The great fire of 1886 and its effect on future building
Calgarians had two reasons to celebrate on November 7, 1886. It was the second anniversary of their town’s incorporation and the first anniversary of the last spike ceremony for the Canadian Pacific Railway (CPR), whose transcontinental route served as the community’s lifeline. But few Calgarians celebrated that Sunday, which is remembered as the day of Calgary’s Great Fire.
When the Town Hall opened in September 1885, Mayor George Murdoch (1850–1910) still presided over Calgary’s first town council. But judicial interference in the second municipal election, held in January 1886, resulted in nearly a year of political deadlock. The mayor and his slate won the popular vote, but Judge Jeremiah Travis (1830–1911) alleged corruption, disallowed their candidacies, and installed rival James Reilly and his slate as mayor and council. Murdoch and his council refused to resign, and for most of 1886, Calgary was effectively ungoverned at the municipal level. Finally, in October 1886, a special election established George Clift King (1848–1935) as mayor, and regular business in Town Hall resumed.
In the meantime, the fire engine that town council ordered had been delivered. Since no one had authority to pay for it, the apparatus remained in a CPR freight shed. There it remained on November 7, since no one had gotten around to paying for it, until a group of men “liberated” the fire engine. Clearly, the months of dysfunction had affected readiness for firefighting. Meanwhile, the town was burning. In a quick conference, the powers-that-be decided that a firebreak had to be created in order to check the spread of the flames. In the event, it was former mayor Murdoch’s harness shop that was demolished to create the firebreak. Murdoch himself helped to tear it apart. The effort was successful, and the damage was limited to about eighteen buildings—a substantial portion of the town’s building stock. Town Hall was blocks from the conflagration and was unaffected.
9th Avenue between Centre Street and 1 Street SE, following the fire on November 7, 1886. Courtesy Glenbow Archives
According to received wisdom, Calgary was built of wood before the fire, and afterward, it was rebuilt of sandstone and brick. In fact, two substantial sandstone buildings were already completed at the time of the fire, and they remain extant at 102 and 104 Eighth Avenue SE as part of the Hyatt Hotel/TELUS Calgary Convention Centre complex. But the great fire hastened Calgary’s transition to more permanent and fire-resistant building materials, notably sandstone.
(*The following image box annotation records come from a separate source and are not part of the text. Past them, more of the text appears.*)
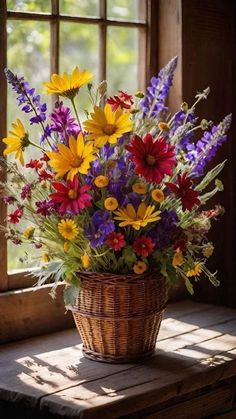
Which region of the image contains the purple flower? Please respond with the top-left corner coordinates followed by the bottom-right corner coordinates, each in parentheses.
top-left (50, 102), bottom-right (80, 143)
top-left (35, 200), bottom-right (54, 217)
top-left (85, 210), bottom-right (115, 248)
top-left (5, 69), bottom-right (47, 130)
top-left (186, 114), bottom-right (232, 177)
top-left (20, 183), bottom-right (33, 199)
top-left (2, 195), bottom-right (16, 205)
top-left (140, 57), bottom-right (178, 117)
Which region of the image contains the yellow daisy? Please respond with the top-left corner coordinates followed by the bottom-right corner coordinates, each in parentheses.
top-left (84, 104), bottom-right (133, 147)
top-left (58, 218), bottom-right (79, 240)
top-left (104, 196), bottom-right (118, 211)
top-left (152, 189), bottom-right (165, 202)
top-left (186, 262), bottom-right (202, 277)
top-left (114, 202), bottom-right (161, 230)
top-left (94, 175), bottom-right (109, 188)
top-left (43, 67), bottom-right (93, 99)
top-left (133, 260), bottom-right (147, 275)
top-left (47, 133), bottom-right (97, 180)
top-left (22, 226), bottom-right (35, 240)
top-left (2, 119), bottom-right (30, 166)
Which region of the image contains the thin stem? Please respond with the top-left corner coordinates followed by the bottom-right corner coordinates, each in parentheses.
top-left (71, 98), bottom-right (83, 134)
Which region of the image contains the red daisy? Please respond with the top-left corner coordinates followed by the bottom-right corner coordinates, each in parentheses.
top-left (25, 159), bottom-right (43, 171)
top-left (106, 231), bottom-right (126, 250)
top-left (166, 173), bottom-right (201, 211)
top-left (107, 90), bottom-right (134, 111)
top-left (7, 208), bottom-right (23, 224)
top-left (49, 176), bottom-right (92, 215)
top-left (126, 134), bottom-right (175, 183)
top-left (38, 169), bottom-right (53, 180)
top-left (133, 236), bottom-right (155, 257)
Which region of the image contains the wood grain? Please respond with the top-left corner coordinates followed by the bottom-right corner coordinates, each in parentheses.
top-left (0, 302), bottom-right (236, 419)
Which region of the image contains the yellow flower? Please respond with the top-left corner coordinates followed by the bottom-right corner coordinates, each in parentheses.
top-left (2, 119), bottom-right (30, 166)
top-left (58, 218), bottom-right (79, 240)
top-left (63, 242), bottom-right (71, 253)
top-left (94, 175), bottom-right (109, 188)
top-left (81, 253), bottom-right (90, 269)
top-left (186, 262), bottom-right (202, 277)
top-left (152, 189), bottom-right (165, 202)
top-left (133, 260), bottom-right (147, 275)
top-left (114, 202), bottom-right (161, 230)
top-left (202, 243), bottom-right (215, 258)
top-left (47, 133), bottom-right (97, 180)
top-left (84, 104), bottom-right (133, 147)
top-left (172, 249), bottom-right (183, 268)
top-left (23, 226), bottom-right (35, 240)
top-left (43, 67), bottom-right (93, 99)
top-left (158, 122), bottom-right (170, 131)
top-left (132, 182), bottom-right (147, 195)
top-left (41, 253), bottom-right (50, 263)
top-left (104, 197), bottom-right (118, 211)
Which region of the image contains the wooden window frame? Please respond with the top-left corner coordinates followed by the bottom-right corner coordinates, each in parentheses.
top-left (0, 0), bottom-right (157, 292)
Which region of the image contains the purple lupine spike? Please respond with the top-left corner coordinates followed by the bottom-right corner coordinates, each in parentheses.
top-left (5, 69), bottom-right (47, 130)
top-left (186, 114), bottom-right (232, 177)
top-left (50, 102), bottom-right (80, 144)
top-left (140, 57), bottom-right (178, 117)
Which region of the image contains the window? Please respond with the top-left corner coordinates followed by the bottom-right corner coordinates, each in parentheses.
top-left (0, 0), bottom-right (157, 290)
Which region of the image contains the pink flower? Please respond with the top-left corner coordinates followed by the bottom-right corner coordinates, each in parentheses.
top-left (49, 176), bottom-right (92, 215)
top-left (7, 208), bottom-right (23, 224)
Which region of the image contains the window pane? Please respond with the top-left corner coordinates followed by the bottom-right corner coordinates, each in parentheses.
top-left (7, 0), bottom-right (51, 13)
top-left (7, 21), bottom-right (50, 271)
top-left (107, 28), bottom-right (138, 95)
top-left (60, 0), bottom-right (99, 16)
top-left (107, 0), bottom-right (141, 20)
top-left (60, 22), bottom-right (99, 120)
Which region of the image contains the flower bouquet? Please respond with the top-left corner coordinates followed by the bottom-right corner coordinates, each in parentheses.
top-left (1, 58), bottom-right (231, 362)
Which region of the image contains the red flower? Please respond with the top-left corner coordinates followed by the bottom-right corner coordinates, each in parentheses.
top-left (38, 169), bottom-right (53, 180)
top-left (25, 159), bottom-right (43, 171)
top-left (106, 231), bottom-right (126, 250)
top-left (166, 173), bottom-right (201, 211)
top-left (133, 236), bottom-right (155, 257)
top-left (107, 90), bottom-right (134, 111)
top-left (126, 134), bottom-right (175, 183)
top-left (7, 208), bottom-right (23, 224)
top-left (49, 176), bottom-right (92, 215)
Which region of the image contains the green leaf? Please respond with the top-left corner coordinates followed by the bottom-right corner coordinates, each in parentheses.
top-left (64, 285), bottom-right (80, 307)
top-left (185, 278), bottom-right (194, 295)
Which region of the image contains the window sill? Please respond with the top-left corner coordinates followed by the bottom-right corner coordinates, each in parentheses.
top-left (0, 301), bottom-right (236, 419)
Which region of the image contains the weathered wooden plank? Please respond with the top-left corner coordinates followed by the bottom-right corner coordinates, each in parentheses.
top-left (41, 335), bottom-right (236, 419)
top-left (0, 285), bottom-right (74, 343)
top-left (143, 385), bottom-right (235, 419)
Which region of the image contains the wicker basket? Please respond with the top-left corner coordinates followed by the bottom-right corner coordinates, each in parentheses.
top-left (73, 273), bottom-right (167, 363)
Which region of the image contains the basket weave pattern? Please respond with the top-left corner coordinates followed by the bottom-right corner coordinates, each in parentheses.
top-left (73, 273), bottom-right (167, 362)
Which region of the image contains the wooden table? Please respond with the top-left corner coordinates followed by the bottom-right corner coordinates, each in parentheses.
top-left (0, 301), bottom-right (236, 419)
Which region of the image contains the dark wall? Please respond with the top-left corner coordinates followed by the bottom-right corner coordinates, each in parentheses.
top-left (182, 0), bottom-right (236, 306)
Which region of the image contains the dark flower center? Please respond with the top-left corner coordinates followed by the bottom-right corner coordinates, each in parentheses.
top-left (102, 124), bottom-right (116, 135)
top-left (145, 154), bottom-right (156, 166)
top-left (71, 156), bottom-right (84, 167)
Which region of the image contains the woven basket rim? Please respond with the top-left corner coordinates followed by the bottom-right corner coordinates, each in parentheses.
top-left (76, 271), bottom-right (165, 281)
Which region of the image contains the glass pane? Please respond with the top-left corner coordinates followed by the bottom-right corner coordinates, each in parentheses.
top-left (107, 28), bottom-right (138, 95)
top-left (60, 22), bottom-right (99, 120)
top-left (7, 0), bottom-right (51, 13)
top-left (7, 21), bottom-right (50, 271)
top-left (60, 0), bottom-right (99, 16)
top-left (107, 0), bottom-right (140, 20)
In the heyday of its use between 1886 and 1915, Calgary boasted over a dozen Paskapoo sandstone quarries within today’s city limits and hundreds of buildings that used sandstone in their construction—including City Hall, which opened in 1911.
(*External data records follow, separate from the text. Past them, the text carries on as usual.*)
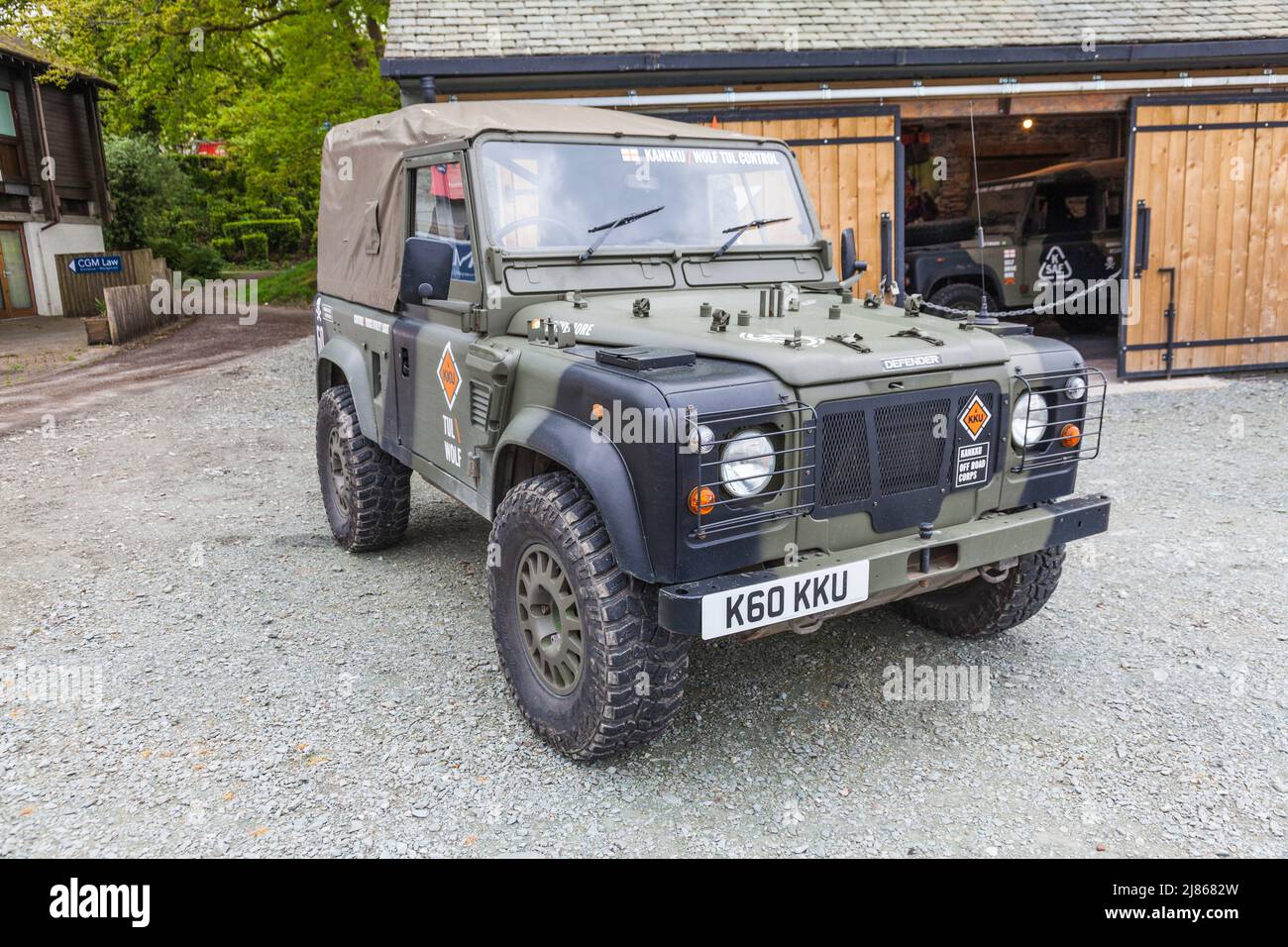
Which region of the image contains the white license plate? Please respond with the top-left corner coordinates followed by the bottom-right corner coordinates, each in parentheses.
top-left (702, 561), bottom-right (868, 639)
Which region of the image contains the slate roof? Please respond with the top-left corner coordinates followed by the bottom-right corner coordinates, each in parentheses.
top-left (385, 0), bottom-right (1288, 59)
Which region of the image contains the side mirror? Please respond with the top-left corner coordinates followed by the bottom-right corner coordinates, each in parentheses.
top-left (841, 227), bottom-right (859, 279)
top-left (398, 237), bottom-right (456, 305)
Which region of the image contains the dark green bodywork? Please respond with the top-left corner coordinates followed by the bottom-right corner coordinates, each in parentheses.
top-left (316, 118), bottom-right (1108, 633)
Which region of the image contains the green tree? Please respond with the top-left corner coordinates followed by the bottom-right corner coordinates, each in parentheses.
top-left (0, 0), bottom-right (398, 207)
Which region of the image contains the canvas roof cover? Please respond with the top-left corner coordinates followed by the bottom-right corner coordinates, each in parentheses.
top-left (318, 102), bottom-right (754, 310)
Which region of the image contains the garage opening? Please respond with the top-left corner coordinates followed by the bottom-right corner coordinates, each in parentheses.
top-left (903, 99), bottom-right (1129, 368)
More than twenty years passed between the great fire and the beginning of construction on City Hall. By this time, the use of fireproof construction techniques had become commonplace. For example, City Hall is made of reinforced concrete floors supported by a steel frame whose columns were encased in hollow tile fireproofing and whose girders were encased in concrete also for fireproofing. In the 1907 building description by William M. Dodd (1872–1949), the architect refers to fireproofing materials and techniques, the importance of ensuring the safety of public life throughout his document.